Painting: Japanese Maple Tree- Watercolor on Saunders
December 2012 by Carlos Printe (Artist)
Poet: Esme Crillion
Miners in a cave covered in soot, and tears that staled upon dad’s first lesson about manhood, are akin to the liver that takes a beating, which is like the lover that couldn’t hurt a fly. A ravine run dry of water and gold, requires a man to sift with patience. These cherokee drums and the sap from this old maple, which is just as thin as water, are just as full of life, as your mother’s round belly on that sweet afternoon some summers ago.
Once Buffalo said, Because we are not changing, the climate is.
When he spoke I heard feathers brush against bells spiraled shells turn in the sloshing waves breaking around my ankles so small upon the earth.
Despite inherited and standardized norms insisting the world is made up of facts rather than metamorphoses I know that I do not exist in isolation from any form of intelligence or life in the universe.
Our routines can be containers for our healing and connection or our routines can be containers for our wounding and disconnect.

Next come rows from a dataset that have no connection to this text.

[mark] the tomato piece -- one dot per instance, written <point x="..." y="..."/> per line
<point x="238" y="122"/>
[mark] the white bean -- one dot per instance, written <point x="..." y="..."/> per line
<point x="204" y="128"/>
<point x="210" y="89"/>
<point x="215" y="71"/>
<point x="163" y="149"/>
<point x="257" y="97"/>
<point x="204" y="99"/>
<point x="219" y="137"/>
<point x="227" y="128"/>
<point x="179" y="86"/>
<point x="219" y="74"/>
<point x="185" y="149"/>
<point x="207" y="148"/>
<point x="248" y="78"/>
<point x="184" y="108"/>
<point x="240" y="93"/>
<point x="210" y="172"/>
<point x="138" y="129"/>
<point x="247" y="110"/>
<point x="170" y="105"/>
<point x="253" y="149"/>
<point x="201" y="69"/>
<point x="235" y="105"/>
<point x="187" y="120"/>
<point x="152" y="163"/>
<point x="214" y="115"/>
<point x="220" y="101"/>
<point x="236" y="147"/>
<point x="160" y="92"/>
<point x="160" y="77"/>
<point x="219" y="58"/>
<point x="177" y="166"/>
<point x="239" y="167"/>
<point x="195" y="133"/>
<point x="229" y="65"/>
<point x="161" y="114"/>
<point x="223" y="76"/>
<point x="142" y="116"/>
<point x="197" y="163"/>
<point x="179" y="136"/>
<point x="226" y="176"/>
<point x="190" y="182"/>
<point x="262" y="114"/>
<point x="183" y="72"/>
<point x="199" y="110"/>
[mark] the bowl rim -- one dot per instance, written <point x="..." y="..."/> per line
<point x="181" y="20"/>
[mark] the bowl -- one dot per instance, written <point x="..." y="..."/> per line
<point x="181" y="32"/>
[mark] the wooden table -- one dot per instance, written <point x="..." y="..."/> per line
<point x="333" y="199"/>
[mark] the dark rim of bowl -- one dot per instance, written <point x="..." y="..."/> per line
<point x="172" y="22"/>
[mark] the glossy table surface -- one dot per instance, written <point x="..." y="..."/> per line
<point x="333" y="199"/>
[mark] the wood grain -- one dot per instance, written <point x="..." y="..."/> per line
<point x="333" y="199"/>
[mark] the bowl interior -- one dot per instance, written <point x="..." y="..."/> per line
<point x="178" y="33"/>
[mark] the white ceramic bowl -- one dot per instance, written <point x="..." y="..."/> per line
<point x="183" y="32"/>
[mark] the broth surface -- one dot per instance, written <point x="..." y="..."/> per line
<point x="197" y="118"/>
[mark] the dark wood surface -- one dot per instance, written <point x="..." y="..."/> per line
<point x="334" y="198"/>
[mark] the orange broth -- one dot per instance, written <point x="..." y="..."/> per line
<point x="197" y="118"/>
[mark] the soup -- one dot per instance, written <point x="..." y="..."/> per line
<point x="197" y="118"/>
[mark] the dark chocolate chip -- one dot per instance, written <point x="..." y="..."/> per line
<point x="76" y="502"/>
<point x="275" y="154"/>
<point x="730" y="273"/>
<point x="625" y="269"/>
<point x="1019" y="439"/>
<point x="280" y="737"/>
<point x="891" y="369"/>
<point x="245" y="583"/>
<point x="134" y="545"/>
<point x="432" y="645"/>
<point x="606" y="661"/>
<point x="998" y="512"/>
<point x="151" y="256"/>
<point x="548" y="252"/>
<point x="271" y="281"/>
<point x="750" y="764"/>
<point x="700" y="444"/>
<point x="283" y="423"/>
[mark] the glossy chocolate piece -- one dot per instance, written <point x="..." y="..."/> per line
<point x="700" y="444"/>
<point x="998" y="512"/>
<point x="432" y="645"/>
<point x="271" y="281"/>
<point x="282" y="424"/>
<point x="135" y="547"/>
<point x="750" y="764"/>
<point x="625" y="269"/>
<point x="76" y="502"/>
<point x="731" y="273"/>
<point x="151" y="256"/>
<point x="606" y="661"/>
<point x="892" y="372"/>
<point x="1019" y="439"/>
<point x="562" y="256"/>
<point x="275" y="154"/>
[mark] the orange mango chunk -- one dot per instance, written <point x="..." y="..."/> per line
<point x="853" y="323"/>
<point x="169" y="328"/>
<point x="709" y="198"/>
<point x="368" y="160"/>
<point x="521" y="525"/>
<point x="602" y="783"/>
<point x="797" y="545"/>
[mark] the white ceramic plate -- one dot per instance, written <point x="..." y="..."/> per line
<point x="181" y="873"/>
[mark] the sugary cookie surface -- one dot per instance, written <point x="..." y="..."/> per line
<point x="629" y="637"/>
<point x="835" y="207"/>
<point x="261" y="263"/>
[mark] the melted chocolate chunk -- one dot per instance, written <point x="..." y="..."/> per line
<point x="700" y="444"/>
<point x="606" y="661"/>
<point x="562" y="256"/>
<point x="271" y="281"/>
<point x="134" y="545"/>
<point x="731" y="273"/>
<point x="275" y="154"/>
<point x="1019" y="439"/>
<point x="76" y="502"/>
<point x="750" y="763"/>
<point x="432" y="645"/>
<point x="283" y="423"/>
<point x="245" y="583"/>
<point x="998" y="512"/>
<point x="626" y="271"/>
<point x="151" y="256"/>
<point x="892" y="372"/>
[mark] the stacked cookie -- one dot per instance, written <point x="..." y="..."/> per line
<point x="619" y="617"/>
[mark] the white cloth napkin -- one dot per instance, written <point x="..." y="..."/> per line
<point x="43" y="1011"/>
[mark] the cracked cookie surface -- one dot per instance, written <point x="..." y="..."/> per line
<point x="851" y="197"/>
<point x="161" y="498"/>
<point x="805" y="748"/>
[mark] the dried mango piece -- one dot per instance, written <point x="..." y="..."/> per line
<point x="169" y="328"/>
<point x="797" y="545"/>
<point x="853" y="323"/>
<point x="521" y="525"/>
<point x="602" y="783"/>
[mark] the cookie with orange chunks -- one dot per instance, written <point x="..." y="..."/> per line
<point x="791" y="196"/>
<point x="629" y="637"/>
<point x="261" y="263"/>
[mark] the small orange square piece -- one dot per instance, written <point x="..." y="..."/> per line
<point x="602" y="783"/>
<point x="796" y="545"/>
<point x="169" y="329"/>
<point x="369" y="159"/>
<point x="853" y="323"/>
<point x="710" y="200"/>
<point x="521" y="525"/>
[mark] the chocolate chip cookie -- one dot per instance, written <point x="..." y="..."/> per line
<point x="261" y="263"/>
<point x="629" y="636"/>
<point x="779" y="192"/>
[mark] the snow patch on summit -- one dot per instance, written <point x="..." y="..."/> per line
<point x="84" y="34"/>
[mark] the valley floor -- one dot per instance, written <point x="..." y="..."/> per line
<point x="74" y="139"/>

Within the integrity of a braid I wrap my visions for the world I imagine possible twisting them in with what is.
Because tress exhibit the kind of love that the arrogance of reason has separated us from I keep seeds in my hands to remember the role of personal healing in collective healing so I don’t forget diversity is a form of resilience and a refusal is also an affirmation.
A tree is not a tree a tree is a forest when in doubt consult the grandmothers.
My prayer is that we can become comfortable without taking and learn to be soothed by giving to replace the void of consumption with the fortitude of community to approach the dissonance with possibility rather than limitation.
I’ll never forget last time I saw Buffalo he was singing If you are proud of who you are you should be out here dancing around in the circle of life.